Eserleri sayısız sanat menşeli kelimelerle örülmüştür. Bir kimyacı gibi bakar, astrnom gibi bakar, matematikçi gibi bakar, felsefeci gibi bakar, estetikçi gibi bakar, bakar bakar… O kadar çok bakma şekilleri var ki, onları denetlemek ve Bakmak fiili etrafındaki kıyameti görmek ayrı bir iş. ”Senürihim ayatuna el afaku vel enfüs” diyor otuz üç pencereden bakıyor. Binlerce pencere onlar. Büyük dediğimiz ve gölgesinde yattığımız adamlar büyük adamlar yetiştirip Bediüzzaman algısını değiştirmeliydiler. Büyüklüklerine söz yok, ortada büyük tezleri olan büyük gayret. Abideleri gelmemiş, çile çekmişler ama neşriyatın kurtulması için ama o neşriyatın ibda ettiği adamlar olmalıydı.
Bu kadar çok sanat kelimesini ondan doğan Sani, masnu, masnuat, tenasüb, en az yüz sanat menşeli kelime… Bunları taramak ortaya sanat kelimesine getirdiği boyutları ortaya koymak ayrı bir iş. Büyük sanat ve düşünce adamlarımızın hayatı onun dünya ve kainata bakış açıları yanında çok sönük kalır. Ama o gündelik hayatı kurtarmak gibi asgari bir iddianın peşinde olduğu söylenemez, onun kurtarmak istediği hayatın boyutları da ayrı bir konu. Hayat karşısında Bediüzzaman… Bunun da çok kelimeleri boyutları var. Tabiat hayatının denetimi ve ifadesi onun eserlerinin büyük bir boyutu, baktığı canlıların nesnelerin, olayların, insan tiplerinin, karakterlerinin izahı çok daha derin bir boyut. Hiç bakmadan yürümemiş ki, bak kelimesinin taranması onun nasıl baktığının okyanusu.

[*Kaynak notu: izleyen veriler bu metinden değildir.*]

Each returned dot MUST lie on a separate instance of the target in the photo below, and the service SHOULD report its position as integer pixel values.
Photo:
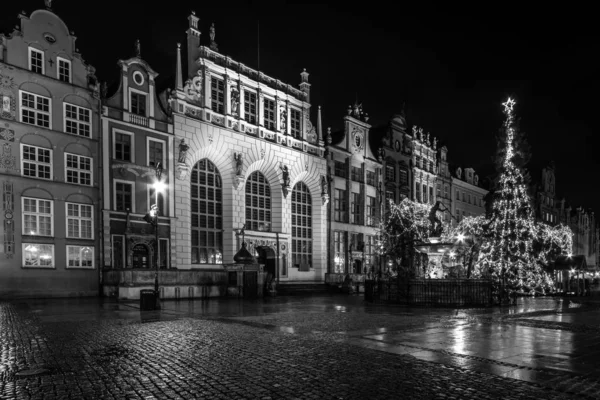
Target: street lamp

Bir de ittifak kelimesi var, bir araya gelmek. Namaz kılmak için değil, birşeyler yapmak için bir araya gelmek. Kazma ile yol kazan işçilerin yaptığı gibi bir şeyi kazmak ortaya bir şeyler çıkarmak. Bu ittifak kelimesi de bir okyanus, onunla ilgili çok sözleri, denetimleri, gözlemleri var. Bu üç kelimeye dikkat çekmek isterim ama çok ciddi bir tarama gerektirir. Hayırlısı… Bediüzzaman’ın sanat, marifet mektebinin devamlı öğrencileri olmalı, mesai saatleri olmalı, çalışmalarının dökümü olmalı, sürekli yayınlanmalı. Bekleyelim…
Bir şiir:
İlahi kızılcık
İlk yemişini bu sene verdi,
Kızılcık,
Üç tane;
Bir daha seneye beş tane verir;
Ömür çok,
Bekleriz;
Ne çıkar?
İlâhi kızılcık!
Garib Orhan Veli’nin baktığı kesin ama keşke bakmasını birisi ona öğretseydi.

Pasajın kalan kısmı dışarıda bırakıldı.